Postdoctoral Fellow SNSF, Uni Bern

Gaetano Spampinato (*1995) was born and grew up in Catania, on the east coast of Sicily. After graduating from high school at the Liceo Classico Gulli e Pennisi, he obtained a bachelor’s degree in Classics at the University of Bologna (2013-106) and, subsequently, a Masters in Classical Philology and History of Religions (2016-2019). Gaetano was also a student of the Collegio Superiore (2013-2019), the school of excellence at the University of Bologna, which provides interdisciplinary education to highly selected students. At the Collegio, he had the opportunity to explore various disciplines and research approaches beyond philology, including medieval history and the anthropology of religions.

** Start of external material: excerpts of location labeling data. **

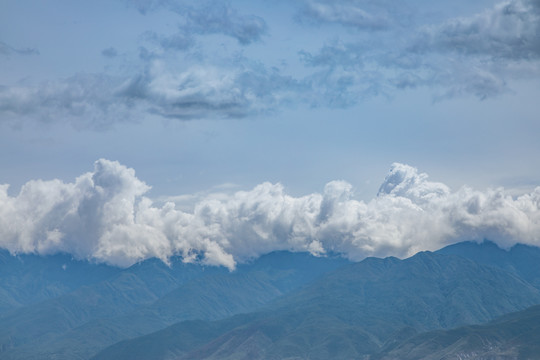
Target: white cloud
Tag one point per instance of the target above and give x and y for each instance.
(105, 216)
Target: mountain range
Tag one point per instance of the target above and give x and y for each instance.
(281, 306)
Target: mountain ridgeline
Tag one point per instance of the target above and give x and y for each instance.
(281, 306)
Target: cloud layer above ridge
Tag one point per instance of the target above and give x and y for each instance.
(105, 216)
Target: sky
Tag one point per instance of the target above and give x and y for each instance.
(221, 130)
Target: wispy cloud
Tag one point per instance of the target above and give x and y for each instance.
(105, 215)
(346, 13)
(7, 50)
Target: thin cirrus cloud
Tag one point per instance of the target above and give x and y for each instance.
(105, 216)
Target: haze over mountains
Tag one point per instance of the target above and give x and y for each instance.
(281, 306)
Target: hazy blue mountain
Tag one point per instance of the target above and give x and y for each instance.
(524, 260)
(349, 313)
(147, 297)
(29, 279)
(512, 337)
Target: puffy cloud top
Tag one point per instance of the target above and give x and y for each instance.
(105, 216)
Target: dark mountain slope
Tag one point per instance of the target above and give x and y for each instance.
(512, 337)
(523, 260)
(30, 279)
(355, 310)
(148, 297)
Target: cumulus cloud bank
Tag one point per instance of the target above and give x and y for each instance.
(103, 215)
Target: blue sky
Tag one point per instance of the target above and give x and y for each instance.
(217, 97)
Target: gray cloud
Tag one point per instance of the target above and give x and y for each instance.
(509, 31)
(221, 18)
(209, 17)
(7, 50)
(84, 100)
(105, 216)
(462, 56)
(109, 52)
(351, 14)
(99, 101)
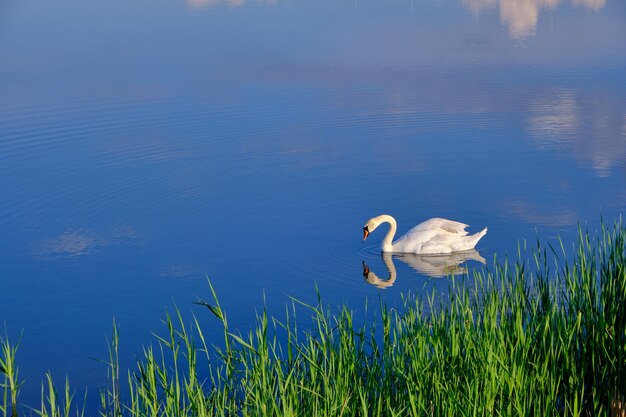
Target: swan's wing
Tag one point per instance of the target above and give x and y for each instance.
(435, 223)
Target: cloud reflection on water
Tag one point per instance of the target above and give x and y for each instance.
(521, 16)
(78, 242)
(593, 133)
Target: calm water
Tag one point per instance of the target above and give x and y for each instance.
(147, 145)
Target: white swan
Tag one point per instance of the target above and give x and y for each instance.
(434, 236)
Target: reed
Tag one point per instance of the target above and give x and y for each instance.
(11, 385)
(543, 336)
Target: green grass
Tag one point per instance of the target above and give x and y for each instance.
(543, 336)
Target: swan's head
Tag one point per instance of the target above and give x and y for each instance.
(370, 226)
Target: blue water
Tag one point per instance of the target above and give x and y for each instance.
(146, 146)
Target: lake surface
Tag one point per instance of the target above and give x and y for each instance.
(148, 145)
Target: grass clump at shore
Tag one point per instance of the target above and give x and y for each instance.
(543, 336)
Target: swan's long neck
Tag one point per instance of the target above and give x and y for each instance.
(387, 245)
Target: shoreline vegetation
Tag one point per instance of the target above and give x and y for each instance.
(543, 336)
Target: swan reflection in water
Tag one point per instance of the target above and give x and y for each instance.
(435, 266)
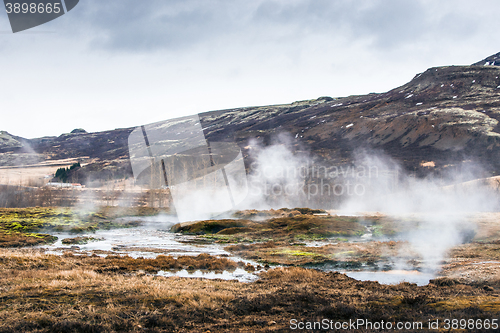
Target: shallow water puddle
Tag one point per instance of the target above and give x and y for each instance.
(393, 277)
(238, 274)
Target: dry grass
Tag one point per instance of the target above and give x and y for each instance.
(46, 293)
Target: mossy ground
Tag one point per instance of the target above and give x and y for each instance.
(48, 293)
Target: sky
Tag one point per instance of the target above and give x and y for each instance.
(121, 63)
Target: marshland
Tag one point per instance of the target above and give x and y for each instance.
(112, 270)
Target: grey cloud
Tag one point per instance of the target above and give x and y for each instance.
(155, 24)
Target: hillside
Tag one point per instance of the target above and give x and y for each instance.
(446, 115)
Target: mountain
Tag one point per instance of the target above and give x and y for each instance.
(447, 115)
(493, 60)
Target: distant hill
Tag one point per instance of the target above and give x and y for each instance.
(493, 60)
(447, 115)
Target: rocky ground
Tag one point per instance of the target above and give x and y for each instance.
(92, 293)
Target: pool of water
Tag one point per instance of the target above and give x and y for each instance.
(393, 276)
(149, 241)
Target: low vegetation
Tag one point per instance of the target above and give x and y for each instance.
(47, 293)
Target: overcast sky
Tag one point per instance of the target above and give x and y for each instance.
(120, 63)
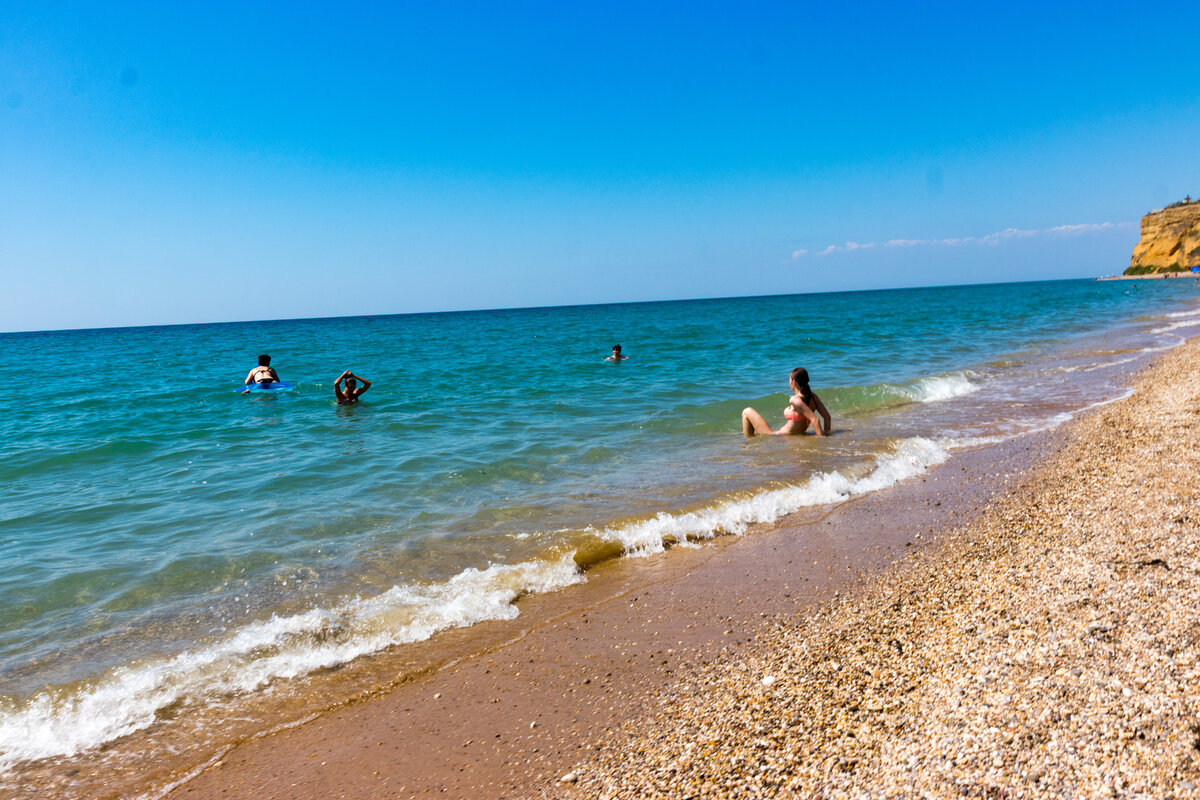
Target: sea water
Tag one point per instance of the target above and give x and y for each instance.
(171, 545)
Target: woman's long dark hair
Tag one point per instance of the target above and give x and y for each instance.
(801, 378)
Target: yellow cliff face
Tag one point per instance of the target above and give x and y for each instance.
(1170, 240)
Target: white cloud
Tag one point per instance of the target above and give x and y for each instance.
(1086, 228)
(990, 240)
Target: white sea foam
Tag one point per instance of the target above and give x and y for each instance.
(941, 388)
(911, 457)
(1192, 322)
(64, 722)
(1194, 312)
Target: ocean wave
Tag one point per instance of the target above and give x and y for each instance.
(64, 721)
(1174, 326)
(875, 397)
(911, 457)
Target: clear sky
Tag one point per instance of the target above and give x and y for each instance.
(175, 162)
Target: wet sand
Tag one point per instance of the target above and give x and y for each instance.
(565, 684)
(1049, 649)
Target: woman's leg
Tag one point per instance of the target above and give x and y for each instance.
(753, 423)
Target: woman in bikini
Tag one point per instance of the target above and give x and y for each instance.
(802, 410)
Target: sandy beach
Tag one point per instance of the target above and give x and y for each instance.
(1015, 623)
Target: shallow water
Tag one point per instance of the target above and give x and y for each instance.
(174, 546)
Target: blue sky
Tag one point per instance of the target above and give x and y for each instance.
(178, 162)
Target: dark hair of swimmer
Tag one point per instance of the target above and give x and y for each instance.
(801, 378)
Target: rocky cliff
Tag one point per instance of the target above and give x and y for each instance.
(1170, 240)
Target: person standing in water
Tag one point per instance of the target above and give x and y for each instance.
(802, 410)
(616, 355)
(264, 373)
(353, 391)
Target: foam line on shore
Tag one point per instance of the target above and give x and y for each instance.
(910, 457)
(64, 721)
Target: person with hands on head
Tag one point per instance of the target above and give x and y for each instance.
(616, 354)
(264, 373)
(353, 391)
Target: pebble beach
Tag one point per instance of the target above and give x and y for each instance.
(1047, 649)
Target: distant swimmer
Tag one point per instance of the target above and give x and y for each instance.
(802, 409)
(616, 354)
(353, 391)
(264, 373)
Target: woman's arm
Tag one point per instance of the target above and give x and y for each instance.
(808, 413)
(823, 413)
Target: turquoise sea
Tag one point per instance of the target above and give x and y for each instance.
(173, 547)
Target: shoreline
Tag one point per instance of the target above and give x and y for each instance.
(609, 695)
(1049, 649)
(574, 669)
(582, 665)
(1153, 276)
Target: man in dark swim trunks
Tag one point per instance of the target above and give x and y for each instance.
(264, 373)
(353, 392)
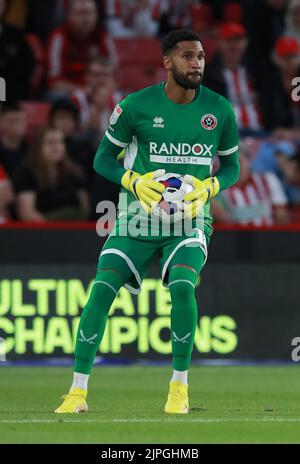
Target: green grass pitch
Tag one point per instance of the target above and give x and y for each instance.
(228, 405)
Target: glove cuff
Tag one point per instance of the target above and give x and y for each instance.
(213, 187)
(128, 179)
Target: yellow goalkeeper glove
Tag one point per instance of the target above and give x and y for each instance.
(203, 191)
(144, 188)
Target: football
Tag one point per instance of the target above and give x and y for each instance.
(171, 207)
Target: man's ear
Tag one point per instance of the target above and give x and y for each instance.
(167, 63)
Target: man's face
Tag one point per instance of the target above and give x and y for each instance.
(233, 49)
(83, 16)
(186, 62)
(14, 124)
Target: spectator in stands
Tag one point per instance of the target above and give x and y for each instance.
(227, 74)
(269, 158)
(279, 109)
(290, 167)
(174, 14)
(13, 147)
(6, 196)
(73, 45)
(265, 22)
(16, 60)
(256, 199)
(293, 20)
(49, 186)
(65, 117)
(133, 18)
(97, 100)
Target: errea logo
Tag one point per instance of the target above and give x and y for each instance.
(158, 121)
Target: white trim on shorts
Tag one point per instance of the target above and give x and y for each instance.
(202, 243)
(131, 266)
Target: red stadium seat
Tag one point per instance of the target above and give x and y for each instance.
(37, 115)
(210, 46)
(233, 12)
(202, 18)
(136, 52)
(133, 78)
(38, 51)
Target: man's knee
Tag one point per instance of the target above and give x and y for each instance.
(182, 281)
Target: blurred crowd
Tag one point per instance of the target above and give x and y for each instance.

Throughout his years as a student, Gaetano pursued various academic interests and gained research experience abroad. He was hosted at the École Biblique et Archéologique (2016) in Jerusalem while completing his BA dissertation and was an exchange student at the École Normale Supérieure in Paris (2016). Gaetano also attended courses at University of Cyprus in Nicosia (2016) and at the Institute of Balkan Studies in Thessaloniki (2017), where he focused on studying Byzantine and modern-Greek language and history. 

Since September 2019, Gaetano has been working as a Doctoral Assistant at the University of Fribourg, Switzerland, as part of the SNSF Eccellenza Project “The Religious Competition in Late Antiquity”, under the direction of Prof. Francesco Massa. His doctoral research focuses on analysing how late antique heresiologists, particularly Epiphanius of Salamis and his Panarion, constructed the image of heretics through their descriptions of (real or imagined) rituals from the 4th century onwards. This investigation into ritual practices in heresiological texts has revealed the development of a “heresiological model” in Late antique heresiology, a model which subsequently influenced later authors in how they portrayed “otherness”. One such example is seen in how John of Damascus dealt with the “heresy of the Ishmaelites” – Islam. During the final phase of his PhD, Gaetano conducted a research period at the Institut für Byzantinistik und Neogräzistik of Vienna. He was also Visiting Fellow at the University of Bielefeld, where he conducted a seminar on religious lexical changes in Late Antiquity.